19
\$\begingroup\$

Background

This challenge is about the Game of Go. Here are some rules and terminology relevant to this challenge:

  • Game of Go is a two-player game, played over a square board of size 19x19.

  • One of the players plays Black, and the other plays White. The game is turn-based, and each player makes a single move each turn, starting with Black. In the diagrams below, we use O for White and X for Black. Any other symbol is a blank.

  • A move consists of placing a new stone of the player's own color on an empty spot on the board.

  • Given a group of orthogonally connected stones of single color, the liberty is the number of empty positions orthogonally around it. For example, the following group has liberty of 7:

    . . . .
    . O O .
    . O . .
    . . . .
    

    and the following configuration has two groups having liberties of 6 and 4 respectively:

    . . . . .
    . O O . .
    . . . O .
    . . . . .
    
  • The opponent can reduce the liberty by placing their own stones around the target group. The following group of O has liberty 1 (the only empty adjacent position being a):

    . X X .
    X O O X
    X O X .
    . a . .
    
  • If the Black places another black stone at a, the white group's liberty reduces to 0, where capture happens, and the white group is removed from the board.
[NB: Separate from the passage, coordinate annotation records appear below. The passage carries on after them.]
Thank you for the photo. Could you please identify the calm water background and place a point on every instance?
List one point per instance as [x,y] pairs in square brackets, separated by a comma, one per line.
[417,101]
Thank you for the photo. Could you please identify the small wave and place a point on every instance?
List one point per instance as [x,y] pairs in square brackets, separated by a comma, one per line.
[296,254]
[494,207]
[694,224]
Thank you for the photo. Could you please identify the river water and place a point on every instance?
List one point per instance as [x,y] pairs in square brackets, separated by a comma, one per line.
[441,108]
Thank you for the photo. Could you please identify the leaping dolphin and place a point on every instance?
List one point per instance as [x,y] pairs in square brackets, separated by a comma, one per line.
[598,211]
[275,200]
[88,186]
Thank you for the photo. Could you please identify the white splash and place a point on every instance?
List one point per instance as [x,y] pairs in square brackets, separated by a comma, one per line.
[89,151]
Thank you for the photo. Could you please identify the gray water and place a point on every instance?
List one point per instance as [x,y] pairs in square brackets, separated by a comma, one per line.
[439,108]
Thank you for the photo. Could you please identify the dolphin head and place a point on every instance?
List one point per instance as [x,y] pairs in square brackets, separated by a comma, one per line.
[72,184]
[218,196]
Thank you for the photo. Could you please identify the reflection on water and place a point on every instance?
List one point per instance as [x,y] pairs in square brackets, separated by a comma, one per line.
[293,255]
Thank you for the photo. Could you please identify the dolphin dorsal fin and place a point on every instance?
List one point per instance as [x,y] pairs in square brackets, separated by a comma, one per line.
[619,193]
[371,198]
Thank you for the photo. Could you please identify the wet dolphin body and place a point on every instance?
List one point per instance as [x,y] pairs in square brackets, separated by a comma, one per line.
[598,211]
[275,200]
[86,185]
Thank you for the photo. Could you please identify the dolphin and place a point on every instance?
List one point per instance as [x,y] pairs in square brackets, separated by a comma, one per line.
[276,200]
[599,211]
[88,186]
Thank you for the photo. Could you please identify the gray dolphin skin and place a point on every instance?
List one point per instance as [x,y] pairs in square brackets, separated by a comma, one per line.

  • A player cannot make a move where their own stone(s) would be captured, unless it is itself a capturing move. For example, the Black cannot make a move at a or b (where one or two black stones would be captured immediately), but they can make a move at c because it captures two White stones on its right.

    . . . . . O . . . O X .
    . O . . O X O . O X O X
    O a O . O b O . O c O X
    . O . . . O . . . O X .
    

Finally, some terminology that is exclusive to this challenge:

  • A configuration is one or more groups of stones of the same color.
  • A configuration of White (color fixed for ease of explanation) is fully alive if Black cannot capture any of the given white stones even if arbitrarily many turns are given to Black.

Challenge

Given a Game of Go configuration, test if it is fully alive.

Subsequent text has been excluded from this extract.